A total of 386 metastatic carcinomas of known origin (stages III to IV) and 24 prostate primary adenocarcinoma samples were used in the study. The metastatic carcinomas originated from lung, pancreas, colorectal, ovary, prostate, and other cancers. The “other” sample category consisted of metastasis derived from tissues other than lung, pancreas, colon, breast, ovary, and prostate. Patient characteristics are summarized in Table 2. Samples were separated into two sets: the initial set (205 specimens) used to confirm tissue-specific differential expression of putative marker candidates, and the training set (260 specimens) that incorporated the optimized one-step qRT-PCR procedure and a cross-validated error estimation of a prediction algorithm. The first set of 205 samples included 25 lung, 41 pancreatic, 31 colorectal, 33 breast, 33 ovarian, one prostate, 23 other cancer metastases, and 18 prostate primary cancers. The second set consisted of 260 samples including 56 lung, 43 pancreatic, 30 colorectal, 30 breast, 49 ovarian, 32 other cancer metastases, and 20 primary prostate cancers. Sixty-four specimens, including 16 lung, 21 pancreatic, 15 other metastatic, and 12 prostate primary, carcinomas were from the same tumors in both sets.

Table 2
Summary of Patient Information

The independent sample set obtained from Albany Medical College was composed of 33 CUP specimens with a primary diagnosed in 22 of them and 15 metastatic carcinomas of known origin. For resolved CUPs, a diagnosis was rendered based on results of testing with a panel of IHC markers or clinical diagnostic tests. Patient demographic, clinical, and pathology characteristics are presented in Table 2.

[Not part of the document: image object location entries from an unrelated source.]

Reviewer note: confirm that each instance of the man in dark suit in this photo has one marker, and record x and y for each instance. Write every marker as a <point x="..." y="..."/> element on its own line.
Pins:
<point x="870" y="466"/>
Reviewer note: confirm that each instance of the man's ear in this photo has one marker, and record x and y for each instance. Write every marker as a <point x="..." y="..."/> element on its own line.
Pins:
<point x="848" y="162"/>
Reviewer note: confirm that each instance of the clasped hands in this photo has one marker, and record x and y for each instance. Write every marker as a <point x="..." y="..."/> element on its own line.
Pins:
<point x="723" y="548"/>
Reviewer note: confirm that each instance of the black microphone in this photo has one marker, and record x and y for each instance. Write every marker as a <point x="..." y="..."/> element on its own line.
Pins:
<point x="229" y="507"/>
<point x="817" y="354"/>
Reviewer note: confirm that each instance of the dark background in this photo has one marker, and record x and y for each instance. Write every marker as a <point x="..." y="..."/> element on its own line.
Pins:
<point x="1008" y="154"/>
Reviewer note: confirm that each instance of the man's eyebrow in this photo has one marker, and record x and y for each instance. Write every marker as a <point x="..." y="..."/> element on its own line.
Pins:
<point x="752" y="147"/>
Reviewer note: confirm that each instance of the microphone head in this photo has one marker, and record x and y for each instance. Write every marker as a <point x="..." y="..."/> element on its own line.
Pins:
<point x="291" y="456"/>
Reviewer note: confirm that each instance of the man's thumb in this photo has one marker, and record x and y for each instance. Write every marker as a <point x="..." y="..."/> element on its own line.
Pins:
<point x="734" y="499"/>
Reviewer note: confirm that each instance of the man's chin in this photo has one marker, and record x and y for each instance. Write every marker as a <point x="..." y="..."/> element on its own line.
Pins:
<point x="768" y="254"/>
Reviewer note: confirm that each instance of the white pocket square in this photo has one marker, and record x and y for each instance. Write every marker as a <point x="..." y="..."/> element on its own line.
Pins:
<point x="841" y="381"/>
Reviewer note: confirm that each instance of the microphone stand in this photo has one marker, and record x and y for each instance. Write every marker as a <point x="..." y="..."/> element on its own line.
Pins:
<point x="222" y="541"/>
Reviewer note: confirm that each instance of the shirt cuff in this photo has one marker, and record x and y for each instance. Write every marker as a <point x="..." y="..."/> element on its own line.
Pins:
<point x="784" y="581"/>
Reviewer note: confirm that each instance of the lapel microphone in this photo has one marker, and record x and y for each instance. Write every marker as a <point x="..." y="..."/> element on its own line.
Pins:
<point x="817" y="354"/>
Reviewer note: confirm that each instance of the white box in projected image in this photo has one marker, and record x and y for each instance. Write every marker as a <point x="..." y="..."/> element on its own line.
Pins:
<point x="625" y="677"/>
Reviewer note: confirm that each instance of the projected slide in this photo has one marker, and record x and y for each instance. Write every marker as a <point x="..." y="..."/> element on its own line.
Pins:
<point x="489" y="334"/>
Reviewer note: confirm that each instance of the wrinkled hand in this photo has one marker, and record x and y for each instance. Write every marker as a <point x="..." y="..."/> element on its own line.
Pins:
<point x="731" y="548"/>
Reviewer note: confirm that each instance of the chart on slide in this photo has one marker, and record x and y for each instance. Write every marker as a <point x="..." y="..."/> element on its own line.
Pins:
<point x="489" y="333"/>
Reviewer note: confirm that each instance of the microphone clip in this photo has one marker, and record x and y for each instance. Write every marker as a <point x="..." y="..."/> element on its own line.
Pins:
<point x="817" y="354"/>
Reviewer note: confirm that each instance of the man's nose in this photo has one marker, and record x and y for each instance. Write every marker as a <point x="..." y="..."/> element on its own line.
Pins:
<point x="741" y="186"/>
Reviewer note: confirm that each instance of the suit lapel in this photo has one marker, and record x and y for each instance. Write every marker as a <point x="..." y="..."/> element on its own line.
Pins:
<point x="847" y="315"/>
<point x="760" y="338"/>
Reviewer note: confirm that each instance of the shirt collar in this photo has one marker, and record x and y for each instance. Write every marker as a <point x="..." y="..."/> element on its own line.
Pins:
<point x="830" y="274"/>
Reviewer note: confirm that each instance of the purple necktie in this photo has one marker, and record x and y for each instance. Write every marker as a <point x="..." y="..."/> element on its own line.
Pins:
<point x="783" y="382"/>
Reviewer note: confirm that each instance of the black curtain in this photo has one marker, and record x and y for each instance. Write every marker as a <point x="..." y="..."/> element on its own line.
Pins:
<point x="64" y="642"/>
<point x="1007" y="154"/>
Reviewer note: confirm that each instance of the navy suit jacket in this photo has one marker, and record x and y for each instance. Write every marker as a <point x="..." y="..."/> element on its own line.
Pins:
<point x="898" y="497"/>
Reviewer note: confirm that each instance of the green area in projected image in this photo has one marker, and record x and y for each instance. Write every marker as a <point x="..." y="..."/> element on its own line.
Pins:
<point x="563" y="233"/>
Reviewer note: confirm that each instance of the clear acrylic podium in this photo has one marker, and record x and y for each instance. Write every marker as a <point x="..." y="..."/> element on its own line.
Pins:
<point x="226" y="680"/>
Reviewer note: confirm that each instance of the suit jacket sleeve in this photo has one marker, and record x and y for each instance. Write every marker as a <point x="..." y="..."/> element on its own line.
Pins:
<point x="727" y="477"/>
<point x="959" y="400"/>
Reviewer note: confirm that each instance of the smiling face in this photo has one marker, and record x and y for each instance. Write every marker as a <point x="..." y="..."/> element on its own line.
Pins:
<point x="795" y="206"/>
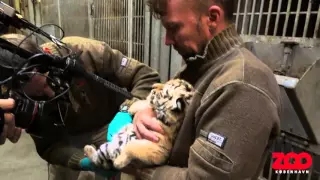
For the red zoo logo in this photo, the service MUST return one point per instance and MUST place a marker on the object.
(291, 161)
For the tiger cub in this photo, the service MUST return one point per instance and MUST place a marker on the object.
(169, 101)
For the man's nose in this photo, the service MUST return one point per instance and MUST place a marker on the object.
(168, 40)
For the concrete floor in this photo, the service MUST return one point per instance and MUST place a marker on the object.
(20, 161)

Marker Candidate Selection

Analysis of gene expression profiles of five primary tissues types (lung, colon, breast, ovary, and prostate) resulted in nomination of 13 tissue-specific marker candidates for qRT-PCR testing. Not surprisingly, all top candidates have been identified in previous studies and well described in the literature.23,24,25,26,27,28,29,30,31

A special approach was used to identify pancreas-specific markers. Pancreatic ductal adenocarcinoma develops from ductal epithelial cells that compose only a small percentage of all pancreatic cells (with acinar and islet cells composing the majority) in the normal pancreas. Furthermore, pancreatic adenocarcinoma tissues contain a significant amount of adjacent normal tissue.32,33 Because of this, our candidate pancreas markers were enriched for genes elevated in pancreas adenocarcinoma relative to normal pancreas cells. As a result of this approach, we identified a novel pancreas cancer-specific marker, coagulation factor V (F5).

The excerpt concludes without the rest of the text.